Now let's do the same for parsing a sequence. We combine outputs of other functions and return one that parses them one by one.

  SEQ := func (args... func()bool) func()bool {
     return func()bool {
        for i := 0; i < len(args); i++ {
           f := args[i]
           if f() == false {
              return false
           }
        }
        return true
     }
  }
  
  parser := SEQ(
     CHAR('['),
     SEQ(
        CHAR('1'),
        CHAR('2'),
        CHAR('3'),
     ),
     CHAR(']'),
  )

This is the idea.

This is not a real world example though. You'll need to have more primitives, a wrapper that handles various things, like restoring buffer index on failure, captures, that save starting index, move buf/pos into context structure, virtual stack to store captures/errors, etc.

  func SEQ (args... func(ctx *Ctx)bool) func(ctx *Ctx)bool {
     return wrap (func(ctx *Ctx)bool {
        ...
     })
  }

But it's important to get there on your own. And it's pretty much as fast and as flexible as completely hand-written recursive descent parsers and as powerful as parser generators.

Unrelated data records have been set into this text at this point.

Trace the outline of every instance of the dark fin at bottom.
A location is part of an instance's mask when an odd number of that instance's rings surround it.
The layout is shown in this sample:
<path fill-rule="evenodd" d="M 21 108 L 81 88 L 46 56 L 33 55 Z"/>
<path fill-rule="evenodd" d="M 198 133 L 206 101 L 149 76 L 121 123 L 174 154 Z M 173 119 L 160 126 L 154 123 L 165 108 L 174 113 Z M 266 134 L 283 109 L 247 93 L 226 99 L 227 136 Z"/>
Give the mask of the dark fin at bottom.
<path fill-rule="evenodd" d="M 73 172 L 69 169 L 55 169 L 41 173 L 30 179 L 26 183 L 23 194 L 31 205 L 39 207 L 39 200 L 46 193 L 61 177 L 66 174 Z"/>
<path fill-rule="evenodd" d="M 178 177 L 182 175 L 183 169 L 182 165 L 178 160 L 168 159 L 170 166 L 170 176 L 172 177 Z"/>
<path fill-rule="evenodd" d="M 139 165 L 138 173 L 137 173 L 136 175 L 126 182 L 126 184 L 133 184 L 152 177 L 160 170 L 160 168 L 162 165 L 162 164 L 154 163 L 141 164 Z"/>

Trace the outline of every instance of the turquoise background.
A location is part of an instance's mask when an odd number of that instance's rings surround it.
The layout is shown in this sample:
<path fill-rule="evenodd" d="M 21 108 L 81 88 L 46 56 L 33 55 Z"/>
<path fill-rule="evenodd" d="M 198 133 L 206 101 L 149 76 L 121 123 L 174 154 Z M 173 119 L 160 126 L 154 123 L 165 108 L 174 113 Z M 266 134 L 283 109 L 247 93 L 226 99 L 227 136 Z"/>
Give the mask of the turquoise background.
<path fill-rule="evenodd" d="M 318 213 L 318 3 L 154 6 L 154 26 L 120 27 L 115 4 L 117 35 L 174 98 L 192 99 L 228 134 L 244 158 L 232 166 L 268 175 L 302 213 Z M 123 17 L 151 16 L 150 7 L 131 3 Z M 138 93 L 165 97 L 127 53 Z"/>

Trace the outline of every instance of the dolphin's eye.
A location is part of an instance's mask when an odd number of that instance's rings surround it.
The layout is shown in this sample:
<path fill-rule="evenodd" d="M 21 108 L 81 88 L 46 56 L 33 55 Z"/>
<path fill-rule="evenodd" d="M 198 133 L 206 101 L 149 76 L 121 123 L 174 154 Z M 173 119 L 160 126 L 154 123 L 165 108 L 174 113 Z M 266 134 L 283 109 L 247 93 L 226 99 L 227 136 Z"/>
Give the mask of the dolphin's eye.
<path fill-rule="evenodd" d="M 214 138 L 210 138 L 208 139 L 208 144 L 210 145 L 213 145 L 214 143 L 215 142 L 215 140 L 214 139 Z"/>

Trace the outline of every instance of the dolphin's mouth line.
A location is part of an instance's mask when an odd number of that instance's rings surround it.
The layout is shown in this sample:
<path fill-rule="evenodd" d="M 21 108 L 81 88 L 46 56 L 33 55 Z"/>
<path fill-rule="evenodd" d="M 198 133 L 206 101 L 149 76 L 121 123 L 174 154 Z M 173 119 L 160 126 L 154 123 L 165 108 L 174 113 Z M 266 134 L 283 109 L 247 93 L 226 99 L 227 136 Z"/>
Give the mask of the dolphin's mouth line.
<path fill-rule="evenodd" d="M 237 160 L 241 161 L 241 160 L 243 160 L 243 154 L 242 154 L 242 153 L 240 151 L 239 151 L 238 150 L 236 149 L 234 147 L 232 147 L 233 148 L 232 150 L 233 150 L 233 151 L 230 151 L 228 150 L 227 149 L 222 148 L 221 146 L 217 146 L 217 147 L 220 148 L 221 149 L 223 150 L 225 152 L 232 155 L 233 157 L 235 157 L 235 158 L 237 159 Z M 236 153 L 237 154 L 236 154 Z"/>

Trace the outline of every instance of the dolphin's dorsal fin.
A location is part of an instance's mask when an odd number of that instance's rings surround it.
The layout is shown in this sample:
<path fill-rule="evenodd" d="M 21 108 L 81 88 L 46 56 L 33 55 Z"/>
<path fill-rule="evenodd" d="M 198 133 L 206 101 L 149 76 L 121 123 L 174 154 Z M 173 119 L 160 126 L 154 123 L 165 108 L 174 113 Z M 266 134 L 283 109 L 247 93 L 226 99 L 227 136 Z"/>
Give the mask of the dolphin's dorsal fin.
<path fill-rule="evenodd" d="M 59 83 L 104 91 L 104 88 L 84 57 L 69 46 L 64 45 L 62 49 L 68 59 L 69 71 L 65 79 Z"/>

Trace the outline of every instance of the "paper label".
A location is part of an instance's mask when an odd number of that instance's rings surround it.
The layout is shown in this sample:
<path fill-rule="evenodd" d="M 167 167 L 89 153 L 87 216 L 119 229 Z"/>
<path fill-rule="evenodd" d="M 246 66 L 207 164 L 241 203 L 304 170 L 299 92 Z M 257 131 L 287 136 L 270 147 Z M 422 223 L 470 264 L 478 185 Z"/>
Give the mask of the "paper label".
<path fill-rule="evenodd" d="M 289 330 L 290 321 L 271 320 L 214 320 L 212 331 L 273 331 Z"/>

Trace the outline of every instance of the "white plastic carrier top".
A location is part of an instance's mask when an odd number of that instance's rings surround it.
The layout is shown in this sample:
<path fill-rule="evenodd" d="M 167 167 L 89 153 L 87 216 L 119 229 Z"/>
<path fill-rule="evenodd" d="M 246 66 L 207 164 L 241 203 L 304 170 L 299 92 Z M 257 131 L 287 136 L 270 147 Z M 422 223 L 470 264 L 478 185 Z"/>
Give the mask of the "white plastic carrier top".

weberc2 · on July 17, 2018

Is that a parser? That looks like a matcher. I actually built something that looks almost exactly like this, but it doesn't get you an AST, right? What am I missing?

zzzcpan · on July 17, 2018

To get to AST you have to create AST nodes. Make a function that captures the output and put it into places where you want to create AST nodes. Sort of like this:

  SEQ(
     ...
     CAPTURE(
        // parser to capture
        SEQ(...),
        // extra arguments: 
        // a name, a function to call,
        // that creates an AST node, etc.
     ),
  )

laumars · on July 17, 2018

Is the code online? What was the output of your routine?

slentprog · on July 17, 2018

I can recommend the book writing an interpreter in Go. It requires some basic knowledge of the Go programming language to get started.